Advertisement
Advertisement
Advertisement
Advertisement

Inflasi Maret 2018 hingga Kegagalan Target Ditjen Pajak

Keduari Rahmatana Kholiqa , Jurnalis-Selasa, 03 April 2018 |06:18 WIB
Inflasi Maret 2018 hingga Kegagalan Target Ditjen Pajak
Ilustrasi: (Foto: Okezone)
A
A
A

Menko Luhut: Indonesia Negara Besar, Masak Tidak Ada Alternatif Pendanaan Proyek

Menteri Koordinator Bidang Kemaritiman Luhut Binsar Pandjaitan duduk bersama dengan Ketua Dewan Komisioner Otoritas Jasa Keuangan (OJK) Wimboh Santoso untuk bahas skema pembiayaan blended finance.

Skema ini melibatkan pihak swasta dalam berinvestasi di Indonesia, terkhususnya dalam proyek infrastruktur, hal ini bertujuan untuk mencapai Sustainable Development Goals (SDGs).

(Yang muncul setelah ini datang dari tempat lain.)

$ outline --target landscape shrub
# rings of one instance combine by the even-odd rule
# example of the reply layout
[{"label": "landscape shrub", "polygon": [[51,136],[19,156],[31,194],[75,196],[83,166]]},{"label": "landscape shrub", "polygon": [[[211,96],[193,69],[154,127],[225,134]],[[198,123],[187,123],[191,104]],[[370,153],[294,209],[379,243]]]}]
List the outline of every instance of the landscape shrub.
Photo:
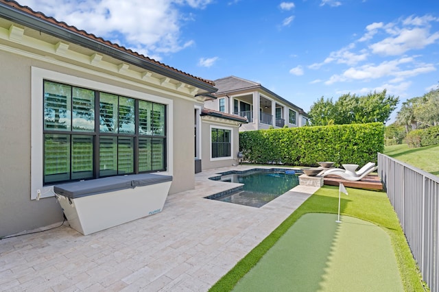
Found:
[{"label": "landscape shrub", "polygon": [[257,164],[318,166],[332,161],[335,166],[377,162],[384,150],[382,123],[333,125],[239,133],[243,161]]},{"label": "landscape shrub", "polygon": [[405,143],[411,148],[439,144],[439,125],[410,131]]}]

Setidaknya, blended finance dibahas selama 2 jam dalam focus group discussion yang berlangsung di Gedung OJK Bank Indonesia (BI). Luhut menjelaskan, skema ini telah dibahas selama 7 bulan-8 bulan, baik dengan OJK juga dengan Menteri Keuangan Sri Mulyani Indrawati, sehingga progresnya semakin maju.

"Indonesia sebagai negara besar masa enggak ada alternatifnya pendanaan, coba yang lain, apalagi kita sudah investment grade, jadi orang percaya, orang banyak yang pengen investasi ke sini. Kita tinggal kasih proyeknya yang mana," ujar Luhut usai mengukut FGD blended finance di Gedung OJK BI, Jakarta, Senin (2/4/2018).

Dia mengatakan, investasi menjadi bagian penting dalam kementeriannya, sebab membawahi berbagai proyek infrastruktur yang membutuhkan dana yang besar. Adapun dana yang datang di luar APBN ini, dikatakannya, berasal dari swasta maupun asing, juga dari filantropi.

"18 April ini akan ke Washington untuk mempasarkan proyek-proyek apa saja yang sudah visible. Ada 10 proyek yang sudah siap, kita bicara konret, besarnya berapa miliar dolar," jelasnya.

Luhut sendiri tak menyebutkan secara detail ke-10 proyek tersebut, namun proyek itu berkaitan dengan sektor energi, transportasi umum, juga sektor pembangkit listrik energi panas bumi (geothermal).

Sementara itu, Ketua Komisioner OJK mejelaskan, pembahasan skema blended finance bukan hanya soal investasi swasta ataupun asing, tetapi juga diatur investasi harus ramah lingkungan dan mengurangi social cost di masa mendatang.

Wimboh menyatakan, ini merupakan kelanjutan dari Indonesia yang telah mengikatkan diri dalam Paris Agreement di 2015 lalu yang membahas reduksi emisi karbon dioksida.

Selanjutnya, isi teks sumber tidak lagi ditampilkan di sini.